RE: [Xen-devel] Questioning the Xen Design of the VMM

To:	"Steven Rostedt" <srostedt@xxxxxxxxxx>
Subject:	RE: [Xen-devel] Questioning the Xen Design of the VMM
From:	"Petersson, Mats" <Mats.Petersson@xxxxxxx>
Date:	Tue, 8 Aug 2006 19:14:31 +0200
Cc:	Al Boldi <a1426z@xxxxxxxxx>, xen-devel@xxxxxxxxxxxxxxxxxxx
Delivery-date:	Tue, 08 Aug 2006 10:15:21 -0700
Envelope-to:	www-data@xxxxxxxxxxxxxxxxxx
In-reply-to:	<44D8BE41.9010709@xxxxxxxxxx>
List-help:	<mailto:xen-devel-request@lists.xensource.com?subject=help>
List-id:	Xen developer discussion <xen-devel.lists.xensource.com>
List-post:	<mailto:xen-devel@lists.xensource.com>
List-subscribe:	<http://lists.xensource.com/cgi-bin/mailman/listinfo/xen-devel>, <mailto:xen-devel-request@lists.xensource.com?subject=subscribe>
List-unsubscribe:	<http://lists.xensource.com/cgi-bin/mailman/listinfo/xen-devel>, <mailto:xen-devel-request@lists.xensource.com?subject=unsubscribe>
Sender:	xen-devel-bounces@xxxxxxxxxxxxxxxxxxx
Thread-index:	Aca7CUUtkrljpOZyScSbgg4Q+5MatQAAx/zg
Thread-topic:	[Xen-devel] Questioning the Xen Design of the VMM

> -----Original Message-----
> From: xen-devel-bounces@xxxxxxxxxxxxxxxxxxx 
> [mailto:xen-devel-bounces@xxxxxxxxxxxxxxxxxxx] On Behalf Of 
> Steven Rostedt
> Sent: 08 August 2006 17:39
> To: Petersson, Mats
> Cc: Al Boldi; xen-devel@xxxxxxxxxxxxxxxxxxx
> Subject: Re: [Xen-devel] Questioning the Xen Design of the VMM
> 
> Mats, thanks for the examples of where the hypervisor needs to know 
> otherwise x86 guest doesn't do what it expects to be done.
> 
> I've just recently started working with Xen, but my 
> background has been 
> more with other architectures than x86.  I understand all that you 
> explained, but one: see below. (I'm posting to the list so 
> that others 
> can learn too ;)
> 
> Petersson, Mats wrote:
> >  
> 
> [ snipped a lot of good info ]
> 
> > 
> > Another problem is "hidden bits" in registers. 
> > 
> > Let's say this:
> > 
> >     mov     cr0, eax
> >     mov     eax, ecx
> >     or      $1, eax
> >     mov     eax, cr0
> >     mov     $0x10, eax
> >     mov     eax, fs
> >     mov     ecx, cr0
> >     
> >     mov     $0xF000000, eax
> >     mov     $10000, ecx
> > $1:
> >     mov     $0, fs:eax
> >     add     $4, eax
> >     dec     ecx
> >     jnz     $1
> > 
> > Let's now say that we have an interrupt that the hypervisor 
> would handle
> > in the loop in the above code.

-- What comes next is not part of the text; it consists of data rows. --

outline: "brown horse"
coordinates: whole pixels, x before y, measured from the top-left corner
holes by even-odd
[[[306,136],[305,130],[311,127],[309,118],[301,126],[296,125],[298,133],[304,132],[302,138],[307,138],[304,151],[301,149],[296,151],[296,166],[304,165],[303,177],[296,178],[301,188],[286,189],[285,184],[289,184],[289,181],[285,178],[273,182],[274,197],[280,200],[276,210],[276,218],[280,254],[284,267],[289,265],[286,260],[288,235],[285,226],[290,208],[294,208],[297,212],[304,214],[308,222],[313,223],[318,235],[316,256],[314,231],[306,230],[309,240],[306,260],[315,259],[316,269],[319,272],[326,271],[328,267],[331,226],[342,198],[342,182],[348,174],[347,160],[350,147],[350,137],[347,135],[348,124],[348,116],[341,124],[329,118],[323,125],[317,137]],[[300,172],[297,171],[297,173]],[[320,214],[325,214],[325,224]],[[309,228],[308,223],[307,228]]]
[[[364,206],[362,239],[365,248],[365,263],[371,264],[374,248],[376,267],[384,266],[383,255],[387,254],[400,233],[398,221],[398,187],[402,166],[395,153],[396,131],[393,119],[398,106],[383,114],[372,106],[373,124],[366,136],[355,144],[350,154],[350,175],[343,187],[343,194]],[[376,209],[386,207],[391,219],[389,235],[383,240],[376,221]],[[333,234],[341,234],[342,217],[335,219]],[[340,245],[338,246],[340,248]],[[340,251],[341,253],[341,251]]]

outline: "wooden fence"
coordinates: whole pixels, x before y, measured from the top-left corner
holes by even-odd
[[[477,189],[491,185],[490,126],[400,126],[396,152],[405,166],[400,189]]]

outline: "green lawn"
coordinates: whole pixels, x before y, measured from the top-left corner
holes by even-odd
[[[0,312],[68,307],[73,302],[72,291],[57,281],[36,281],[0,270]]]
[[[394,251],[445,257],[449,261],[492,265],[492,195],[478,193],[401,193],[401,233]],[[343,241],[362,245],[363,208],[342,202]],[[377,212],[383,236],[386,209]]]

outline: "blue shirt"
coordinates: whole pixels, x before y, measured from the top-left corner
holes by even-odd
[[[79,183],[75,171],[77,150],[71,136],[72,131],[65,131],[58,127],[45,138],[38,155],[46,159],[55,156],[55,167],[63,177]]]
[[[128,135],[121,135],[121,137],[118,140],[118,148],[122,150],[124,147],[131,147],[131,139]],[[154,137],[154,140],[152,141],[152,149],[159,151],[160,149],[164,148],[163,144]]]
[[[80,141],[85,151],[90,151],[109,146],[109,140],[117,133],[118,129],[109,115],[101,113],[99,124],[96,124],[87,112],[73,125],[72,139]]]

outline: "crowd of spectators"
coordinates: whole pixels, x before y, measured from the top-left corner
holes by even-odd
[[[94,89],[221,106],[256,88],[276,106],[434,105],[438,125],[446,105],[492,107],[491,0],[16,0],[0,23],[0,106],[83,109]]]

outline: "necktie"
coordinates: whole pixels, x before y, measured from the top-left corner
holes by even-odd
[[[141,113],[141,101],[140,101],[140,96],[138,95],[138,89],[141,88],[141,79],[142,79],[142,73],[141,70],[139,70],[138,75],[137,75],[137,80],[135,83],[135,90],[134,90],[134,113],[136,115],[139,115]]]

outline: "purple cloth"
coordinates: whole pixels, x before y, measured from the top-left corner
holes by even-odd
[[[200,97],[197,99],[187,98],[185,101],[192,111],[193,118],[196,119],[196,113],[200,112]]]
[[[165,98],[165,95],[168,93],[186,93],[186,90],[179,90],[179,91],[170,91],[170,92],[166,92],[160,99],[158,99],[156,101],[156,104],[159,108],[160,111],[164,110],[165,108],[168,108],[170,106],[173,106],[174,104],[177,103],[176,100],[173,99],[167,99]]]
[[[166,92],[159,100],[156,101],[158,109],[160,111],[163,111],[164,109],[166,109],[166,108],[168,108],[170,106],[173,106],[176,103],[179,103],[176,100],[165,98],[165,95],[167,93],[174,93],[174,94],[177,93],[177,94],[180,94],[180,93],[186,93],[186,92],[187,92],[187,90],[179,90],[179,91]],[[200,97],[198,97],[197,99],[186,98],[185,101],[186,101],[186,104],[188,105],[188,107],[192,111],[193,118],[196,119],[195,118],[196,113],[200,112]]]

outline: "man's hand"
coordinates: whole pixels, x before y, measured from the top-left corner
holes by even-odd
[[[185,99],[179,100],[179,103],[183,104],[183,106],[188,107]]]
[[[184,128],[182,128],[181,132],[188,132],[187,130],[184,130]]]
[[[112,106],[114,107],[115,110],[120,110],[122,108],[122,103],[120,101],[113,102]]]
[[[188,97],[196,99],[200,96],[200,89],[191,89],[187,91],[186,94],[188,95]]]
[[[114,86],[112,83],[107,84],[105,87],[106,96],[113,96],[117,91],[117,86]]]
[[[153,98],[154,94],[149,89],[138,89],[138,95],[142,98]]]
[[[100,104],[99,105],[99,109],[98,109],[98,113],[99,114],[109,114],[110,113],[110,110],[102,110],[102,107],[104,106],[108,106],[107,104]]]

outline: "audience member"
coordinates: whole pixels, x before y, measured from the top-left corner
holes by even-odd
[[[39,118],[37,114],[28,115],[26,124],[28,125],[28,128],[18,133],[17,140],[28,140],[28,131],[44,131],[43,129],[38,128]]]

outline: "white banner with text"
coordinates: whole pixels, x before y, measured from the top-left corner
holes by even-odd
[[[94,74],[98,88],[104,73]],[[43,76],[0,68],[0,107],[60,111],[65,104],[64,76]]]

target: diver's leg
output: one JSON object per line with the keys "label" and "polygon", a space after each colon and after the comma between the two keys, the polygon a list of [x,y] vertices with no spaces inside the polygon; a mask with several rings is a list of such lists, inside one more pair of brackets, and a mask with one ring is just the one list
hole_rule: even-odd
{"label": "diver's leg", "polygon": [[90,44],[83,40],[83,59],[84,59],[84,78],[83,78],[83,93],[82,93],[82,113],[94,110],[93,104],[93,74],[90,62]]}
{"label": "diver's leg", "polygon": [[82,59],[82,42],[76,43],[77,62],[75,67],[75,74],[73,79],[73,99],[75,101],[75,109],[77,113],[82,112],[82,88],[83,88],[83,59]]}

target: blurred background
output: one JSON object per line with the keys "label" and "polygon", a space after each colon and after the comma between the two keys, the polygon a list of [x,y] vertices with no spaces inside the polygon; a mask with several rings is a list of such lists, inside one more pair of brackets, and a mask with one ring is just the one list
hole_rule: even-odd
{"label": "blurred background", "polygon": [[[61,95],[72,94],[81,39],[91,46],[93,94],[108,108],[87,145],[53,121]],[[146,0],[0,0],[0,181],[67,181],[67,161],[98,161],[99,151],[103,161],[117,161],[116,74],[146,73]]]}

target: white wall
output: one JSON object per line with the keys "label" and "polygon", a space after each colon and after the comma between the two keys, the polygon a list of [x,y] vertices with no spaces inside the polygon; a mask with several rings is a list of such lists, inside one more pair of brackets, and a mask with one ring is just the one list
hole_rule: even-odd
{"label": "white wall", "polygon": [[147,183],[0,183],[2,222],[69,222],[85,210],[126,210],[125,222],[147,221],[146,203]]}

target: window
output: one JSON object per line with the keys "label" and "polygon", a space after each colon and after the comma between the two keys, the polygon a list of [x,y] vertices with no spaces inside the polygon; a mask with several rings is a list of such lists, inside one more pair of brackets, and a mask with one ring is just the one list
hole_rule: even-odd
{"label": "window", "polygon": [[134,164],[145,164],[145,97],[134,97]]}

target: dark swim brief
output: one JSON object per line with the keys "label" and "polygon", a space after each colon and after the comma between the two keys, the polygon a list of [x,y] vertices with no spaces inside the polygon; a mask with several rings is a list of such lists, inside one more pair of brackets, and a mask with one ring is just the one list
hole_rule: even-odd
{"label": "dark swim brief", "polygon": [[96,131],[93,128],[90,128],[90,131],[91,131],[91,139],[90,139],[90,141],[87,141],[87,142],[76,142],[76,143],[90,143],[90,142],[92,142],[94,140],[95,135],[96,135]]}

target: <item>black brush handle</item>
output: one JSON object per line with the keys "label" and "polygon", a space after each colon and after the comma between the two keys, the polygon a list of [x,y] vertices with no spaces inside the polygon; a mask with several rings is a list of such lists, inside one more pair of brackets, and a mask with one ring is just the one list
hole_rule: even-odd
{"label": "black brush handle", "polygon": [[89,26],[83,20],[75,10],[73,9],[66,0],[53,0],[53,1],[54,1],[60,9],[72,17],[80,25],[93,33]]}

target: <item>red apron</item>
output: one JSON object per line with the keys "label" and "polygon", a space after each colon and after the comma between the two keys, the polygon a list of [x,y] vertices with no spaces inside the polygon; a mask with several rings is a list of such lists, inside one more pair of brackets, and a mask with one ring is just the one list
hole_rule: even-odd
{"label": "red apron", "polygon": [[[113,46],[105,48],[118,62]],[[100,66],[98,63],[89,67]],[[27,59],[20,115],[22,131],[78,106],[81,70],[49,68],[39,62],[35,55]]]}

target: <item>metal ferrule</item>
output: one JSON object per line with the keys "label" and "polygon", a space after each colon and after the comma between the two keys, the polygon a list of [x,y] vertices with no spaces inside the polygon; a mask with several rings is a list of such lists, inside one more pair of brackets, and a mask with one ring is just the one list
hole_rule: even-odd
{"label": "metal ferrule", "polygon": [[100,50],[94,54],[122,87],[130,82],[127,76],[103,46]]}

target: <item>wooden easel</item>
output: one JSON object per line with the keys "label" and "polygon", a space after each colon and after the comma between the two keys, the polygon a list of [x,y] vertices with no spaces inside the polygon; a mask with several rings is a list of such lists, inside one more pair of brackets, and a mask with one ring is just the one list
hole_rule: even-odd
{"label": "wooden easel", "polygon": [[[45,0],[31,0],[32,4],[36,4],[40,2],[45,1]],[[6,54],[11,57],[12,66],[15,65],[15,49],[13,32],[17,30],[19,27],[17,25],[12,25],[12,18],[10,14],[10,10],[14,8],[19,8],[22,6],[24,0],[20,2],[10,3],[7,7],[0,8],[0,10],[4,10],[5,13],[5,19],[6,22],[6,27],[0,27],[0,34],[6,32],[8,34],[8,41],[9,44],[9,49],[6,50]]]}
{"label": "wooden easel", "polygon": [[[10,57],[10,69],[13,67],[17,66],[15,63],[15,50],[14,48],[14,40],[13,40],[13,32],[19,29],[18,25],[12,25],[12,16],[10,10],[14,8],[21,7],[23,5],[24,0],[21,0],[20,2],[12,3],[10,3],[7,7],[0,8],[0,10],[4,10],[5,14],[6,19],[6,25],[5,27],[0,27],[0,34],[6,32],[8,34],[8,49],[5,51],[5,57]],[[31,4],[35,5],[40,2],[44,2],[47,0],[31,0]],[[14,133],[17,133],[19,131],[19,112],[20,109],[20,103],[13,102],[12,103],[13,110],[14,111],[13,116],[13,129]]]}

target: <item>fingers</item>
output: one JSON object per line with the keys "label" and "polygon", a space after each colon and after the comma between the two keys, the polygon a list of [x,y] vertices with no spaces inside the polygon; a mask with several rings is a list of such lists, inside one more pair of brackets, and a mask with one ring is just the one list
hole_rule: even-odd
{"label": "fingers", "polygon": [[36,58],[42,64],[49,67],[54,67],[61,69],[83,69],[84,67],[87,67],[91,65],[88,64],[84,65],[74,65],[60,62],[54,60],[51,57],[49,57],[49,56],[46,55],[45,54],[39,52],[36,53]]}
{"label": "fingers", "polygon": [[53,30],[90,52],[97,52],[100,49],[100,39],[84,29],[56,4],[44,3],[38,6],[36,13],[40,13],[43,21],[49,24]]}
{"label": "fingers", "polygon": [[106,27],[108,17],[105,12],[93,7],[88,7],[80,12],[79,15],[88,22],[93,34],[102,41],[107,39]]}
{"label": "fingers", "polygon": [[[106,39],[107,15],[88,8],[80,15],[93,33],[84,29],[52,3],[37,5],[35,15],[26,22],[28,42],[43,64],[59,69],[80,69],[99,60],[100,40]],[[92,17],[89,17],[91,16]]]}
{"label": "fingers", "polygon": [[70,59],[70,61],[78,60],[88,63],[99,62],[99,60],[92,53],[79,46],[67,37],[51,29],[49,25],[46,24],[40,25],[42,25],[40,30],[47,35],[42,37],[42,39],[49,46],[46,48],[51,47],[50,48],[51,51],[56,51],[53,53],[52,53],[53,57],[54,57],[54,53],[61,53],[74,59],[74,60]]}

The hypervisor itself uses 
> FS for some
> > special purpose, and thus needs to save/restore the FS 
> register. When it
> > returns, the system will crash (GP fault) because the FS 
> register limit
> > is 0xFFFF (64KB) and eax is greater than the limit - but 
> the limit of FS
> > was set to 0xFFFFFFFF before we took the interrupt... Incorrect
> > behaviour like this is terribly difficult to deal with, and 
> there really
> > isn't any good way to solve these issues [other than not 
> allowing the
> > code to run when it does "funny" things like this - or to 
> perform the
> > necessary code in "translation mode" - i.e. emulate each 
> instruction ->
> > slow(ish)]. 
> > 
> 
> The above I'm confused on.  In x86, the hypervisor can't store the fs 
> register fully before returning from the interrupt??  You stated that 
> the fs register limit was 0xffffffff before the interrupt, 
> but ends up 
> being 0xffff afterwards.  As I mentioned, I'm just learning the 
> internals of x86, so my full comprehension on segment 
> registers of x86 
> is still a little fuzzy.
> 
> Could you explain further here?

Sure, this code-snippet enters protected mode (bit 0 of CR0) and sets up
FS from the Global Descriptor Table. FS visible part (16 bits) gets set
to the value 0x10, and the limit is set to whatever happens to be in the
descriptor table, and I didn't actually specify what that value is, but
rather implied that the value for the limit is (0xfffff << 12 | 0xFFF)
(i.e. the limit is 2^20 - 1 and the granularity bit is set to 1 ->
multiply by 4096 and set lower bits to one).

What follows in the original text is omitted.